Gail Rae Conference Design

Get Vision


January 05, 2007

By Gail Rae

If seeing is believing, vision enhances conference value. So, consider a creative visioning session, starting with the most effective meeting you can imagine; motivating, energizing, and offering long term support for everyday issues. Consider all aspects of development:
• Cognitive
   o New knowledge
   o Integrate new knowledge with old, or current practices
   o Overcome obstacles, reassess priorities, collaborate
• Emotional
   o Attitudinal change, energy support
• Spiritual
   o Develop, confirm, change belief systems
• Behavioral (Skills and Actions)
   o Implementation – application to work or vocation
• Social

There is usually some of each aspect of development that needs to be addressed to effect change. Be thorough and you will be amazed at how effective you can be.

Method + Content = Results


January 03, 2007

By Gail Rae

Content and method are not only intertwined; they are inseparable. Information requires some form of media. But content must be defined prior to determining the best method for its presentation. For example, at a recent conference, the sponsors wanted to teach their audience about the importance of nutrition in the treatment of a disease. But when questioned, the real issue was not that their audience lacked information, but that they needed to develop and practice arguments to advocate for more funding. Form follows function; method follows objective. If you want to achieve your objectives:

• Define the content
• Identify appropriate methods
• Reframe the content more specifically
• Select methodologies that support the learning objectives

Plan to engage both the left and right brain; use pictures instead of words, music, poetry, dance, and symbolic activities. The right methods produce the desired results.
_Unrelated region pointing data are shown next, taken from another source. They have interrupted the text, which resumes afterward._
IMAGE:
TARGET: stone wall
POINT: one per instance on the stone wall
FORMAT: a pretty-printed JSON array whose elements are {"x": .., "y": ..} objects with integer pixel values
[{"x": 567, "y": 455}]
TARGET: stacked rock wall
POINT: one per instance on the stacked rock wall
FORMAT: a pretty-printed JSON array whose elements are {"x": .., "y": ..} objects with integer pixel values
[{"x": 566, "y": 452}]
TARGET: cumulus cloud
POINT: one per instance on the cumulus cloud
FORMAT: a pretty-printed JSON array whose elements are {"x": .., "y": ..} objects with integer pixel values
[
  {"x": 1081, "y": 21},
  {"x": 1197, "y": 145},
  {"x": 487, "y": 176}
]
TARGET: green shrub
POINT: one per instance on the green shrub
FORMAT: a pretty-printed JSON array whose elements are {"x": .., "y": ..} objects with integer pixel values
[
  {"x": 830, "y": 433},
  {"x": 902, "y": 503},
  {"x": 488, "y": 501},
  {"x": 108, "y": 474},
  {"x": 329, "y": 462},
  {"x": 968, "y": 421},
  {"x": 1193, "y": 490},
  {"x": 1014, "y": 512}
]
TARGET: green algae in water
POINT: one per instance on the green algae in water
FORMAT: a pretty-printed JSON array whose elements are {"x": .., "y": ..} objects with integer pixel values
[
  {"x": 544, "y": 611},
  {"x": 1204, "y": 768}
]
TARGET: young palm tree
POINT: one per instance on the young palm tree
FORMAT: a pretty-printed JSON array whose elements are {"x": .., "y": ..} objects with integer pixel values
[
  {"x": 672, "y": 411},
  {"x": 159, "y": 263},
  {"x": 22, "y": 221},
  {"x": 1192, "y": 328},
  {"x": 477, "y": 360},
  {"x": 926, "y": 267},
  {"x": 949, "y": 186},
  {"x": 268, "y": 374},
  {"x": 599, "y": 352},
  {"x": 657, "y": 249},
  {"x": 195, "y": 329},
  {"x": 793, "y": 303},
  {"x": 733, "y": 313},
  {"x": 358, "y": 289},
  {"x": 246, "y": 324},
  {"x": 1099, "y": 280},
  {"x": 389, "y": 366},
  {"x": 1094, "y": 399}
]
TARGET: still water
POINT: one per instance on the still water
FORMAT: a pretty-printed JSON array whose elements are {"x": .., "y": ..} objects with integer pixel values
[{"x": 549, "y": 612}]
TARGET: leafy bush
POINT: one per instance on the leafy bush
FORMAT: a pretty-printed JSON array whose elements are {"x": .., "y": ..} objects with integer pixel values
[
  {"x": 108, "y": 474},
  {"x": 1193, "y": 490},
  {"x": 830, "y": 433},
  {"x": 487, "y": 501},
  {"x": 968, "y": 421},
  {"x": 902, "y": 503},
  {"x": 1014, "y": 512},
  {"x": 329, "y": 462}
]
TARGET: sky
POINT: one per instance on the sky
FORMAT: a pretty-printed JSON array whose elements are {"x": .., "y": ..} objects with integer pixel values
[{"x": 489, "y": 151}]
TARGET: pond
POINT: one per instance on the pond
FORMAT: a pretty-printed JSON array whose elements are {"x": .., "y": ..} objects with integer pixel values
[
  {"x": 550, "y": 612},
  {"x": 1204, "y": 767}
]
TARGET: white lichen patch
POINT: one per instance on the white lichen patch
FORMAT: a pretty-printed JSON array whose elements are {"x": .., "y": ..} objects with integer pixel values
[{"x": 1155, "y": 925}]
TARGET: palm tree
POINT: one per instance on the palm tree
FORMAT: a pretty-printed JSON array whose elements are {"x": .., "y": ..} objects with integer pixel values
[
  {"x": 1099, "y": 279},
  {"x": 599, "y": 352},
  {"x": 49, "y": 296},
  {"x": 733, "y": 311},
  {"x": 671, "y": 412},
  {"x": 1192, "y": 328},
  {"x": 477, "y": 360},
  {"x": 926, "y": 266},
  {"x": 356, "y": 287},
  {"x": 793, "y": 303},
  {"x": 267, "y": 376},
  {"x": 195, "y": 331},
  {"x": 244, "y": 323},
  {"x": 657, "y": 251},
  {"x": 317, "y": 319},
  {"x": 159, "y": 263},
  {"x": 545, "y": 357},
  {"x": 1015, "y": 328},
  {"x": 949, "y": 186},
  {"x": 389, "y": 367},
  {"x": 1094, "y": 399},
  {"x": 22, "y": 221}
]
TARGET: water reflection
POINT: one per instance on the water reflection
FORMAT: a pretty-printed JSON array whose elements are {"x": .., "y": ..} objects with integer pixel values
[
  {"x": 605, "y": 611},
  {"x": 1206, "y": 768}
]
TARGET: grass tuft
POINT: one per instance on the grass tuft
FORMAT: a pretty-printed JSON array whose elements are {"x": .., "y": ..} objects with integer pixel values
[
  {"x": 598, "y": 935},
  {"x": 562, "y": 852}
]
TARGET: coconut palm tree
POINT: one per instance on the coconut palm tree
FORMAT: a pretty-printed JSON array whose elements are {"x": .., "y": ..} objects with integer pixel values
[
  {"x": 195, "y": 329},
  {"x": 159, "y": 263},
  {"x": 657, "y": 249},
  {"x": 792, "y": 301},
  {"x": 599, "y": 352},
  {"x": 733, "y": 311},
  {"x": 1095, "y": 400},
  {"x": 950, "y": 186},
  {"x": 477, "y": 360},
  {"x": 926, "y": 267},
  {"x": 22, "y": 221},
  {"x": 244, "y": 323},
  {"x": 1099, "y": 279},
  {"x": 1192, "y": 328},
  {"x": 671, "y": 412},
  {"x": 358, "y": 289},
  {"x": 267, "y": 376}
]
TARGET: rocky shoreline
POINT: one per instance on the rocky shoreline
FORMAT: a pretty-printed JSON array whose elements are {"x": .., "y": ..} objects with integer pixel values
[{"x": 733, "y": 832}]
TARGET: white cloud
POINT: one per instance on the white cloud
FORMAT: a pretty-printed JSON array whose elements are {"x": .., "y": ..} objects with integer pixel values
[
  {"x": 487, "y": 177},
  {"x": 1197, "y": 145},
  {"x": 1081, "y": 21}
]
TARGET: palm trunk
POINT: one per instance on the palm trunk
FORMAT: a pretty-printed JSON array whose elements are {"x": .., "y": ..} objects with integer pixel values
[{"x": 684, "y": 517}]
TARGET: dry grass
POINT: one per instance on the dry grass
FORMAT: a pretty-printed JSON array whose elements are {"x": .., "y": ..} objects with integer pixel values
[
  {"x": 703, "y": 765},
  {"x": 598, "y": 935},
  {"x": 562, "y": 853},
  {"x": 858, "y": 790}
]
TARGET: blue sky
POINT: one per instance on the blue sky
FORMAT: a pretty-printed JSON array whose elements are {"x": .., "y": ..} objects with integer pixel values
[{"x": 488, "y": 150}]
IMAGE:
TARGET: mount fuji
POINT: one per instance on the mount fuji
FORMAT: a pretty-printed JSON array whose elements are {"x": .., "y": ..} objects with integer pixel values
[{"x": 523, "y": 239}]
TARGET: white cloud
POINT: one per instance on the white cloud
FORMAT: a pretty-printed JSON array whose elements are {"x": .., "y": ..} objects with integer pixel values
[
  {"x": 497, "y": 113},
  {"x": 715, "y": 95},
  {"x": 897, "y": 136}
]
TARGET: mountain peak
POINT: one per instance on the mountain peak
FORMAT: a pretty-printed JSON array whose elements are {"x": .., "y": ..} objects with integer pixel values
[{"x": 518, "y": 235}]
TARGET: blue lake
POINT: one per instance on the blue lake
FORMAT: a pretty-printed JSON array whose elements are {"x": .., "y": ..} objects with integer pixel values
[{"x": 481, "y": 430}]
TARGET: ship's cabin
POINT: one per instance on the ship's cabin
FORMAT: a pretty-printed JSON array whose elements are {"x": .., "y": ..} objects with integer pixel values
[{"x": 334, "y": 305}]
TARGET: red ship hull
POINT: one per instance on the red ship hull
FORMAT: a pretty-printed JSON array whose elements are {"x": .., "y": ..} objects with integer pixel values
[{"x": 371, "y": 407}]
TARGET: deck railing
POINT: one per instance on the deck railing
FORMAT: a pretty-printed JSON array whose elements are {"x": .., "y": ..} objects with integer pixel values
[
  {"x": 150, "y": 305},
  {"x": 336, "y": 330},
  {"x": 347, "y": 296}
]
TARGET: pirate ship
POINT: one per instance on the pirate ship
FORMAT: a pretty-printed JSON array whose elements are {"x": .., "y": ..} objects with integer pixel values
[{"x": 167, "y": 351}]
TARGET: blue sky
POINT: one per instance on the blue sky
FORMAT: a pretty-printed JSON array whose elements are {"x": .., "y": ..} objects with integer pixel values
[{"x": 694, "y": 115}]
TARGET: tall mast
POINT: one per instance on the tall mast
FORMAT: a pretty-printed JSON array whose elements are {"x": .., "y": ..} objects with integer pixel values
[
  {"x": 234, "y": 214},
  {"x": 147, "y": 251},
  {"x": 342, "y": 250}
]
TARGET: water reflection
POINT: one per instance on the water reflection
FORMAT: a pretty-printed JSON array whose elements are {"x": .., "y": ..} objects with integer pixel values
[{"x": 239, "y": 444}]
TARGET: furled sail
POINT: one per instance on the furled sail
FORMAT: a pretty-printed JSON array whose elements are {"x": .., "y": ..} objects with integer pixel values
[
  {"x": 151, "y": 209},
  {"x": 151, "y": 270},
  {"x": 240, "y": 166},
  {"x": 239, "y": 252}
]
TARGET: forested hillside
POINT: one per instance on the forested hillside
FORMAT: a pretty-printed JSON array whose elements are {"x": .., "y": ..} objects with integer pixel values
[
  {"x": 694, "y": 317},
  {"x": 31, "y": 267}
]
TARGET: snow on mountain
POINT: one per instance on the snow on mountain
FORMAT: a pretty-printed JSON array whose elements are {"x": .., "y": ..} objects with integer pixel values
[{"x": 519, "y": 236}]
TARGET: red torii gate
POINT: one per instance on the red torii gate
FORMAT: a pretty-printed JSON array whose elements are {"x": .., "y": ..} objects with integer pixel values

The New Conference Choreography


January 02, 2007

By Gail Rae

Remember the days when conference planners feared the introduction of teleconferencing, and then video-teleconferencing? Well, our former competition has become our new friends and has helped us to turn a corner in conference design. The easy accessibility of information transfer allows conference designers to increase the focus on stimulating the creative energy that can happen when people come face-to-face. No longer in the business of information downloads, conference designers can begin where technology-based forms of information transfer leave off. Using high involvement methods, targeted skills practice, networked conversations, and facilitated problem-solving methods, participants and their sponsors get to participate fully in a high involvement learning opportunity that is great value for money. This keeps conferences focused on what they’re good for – getting people together in intensely focused, highly engaging environments!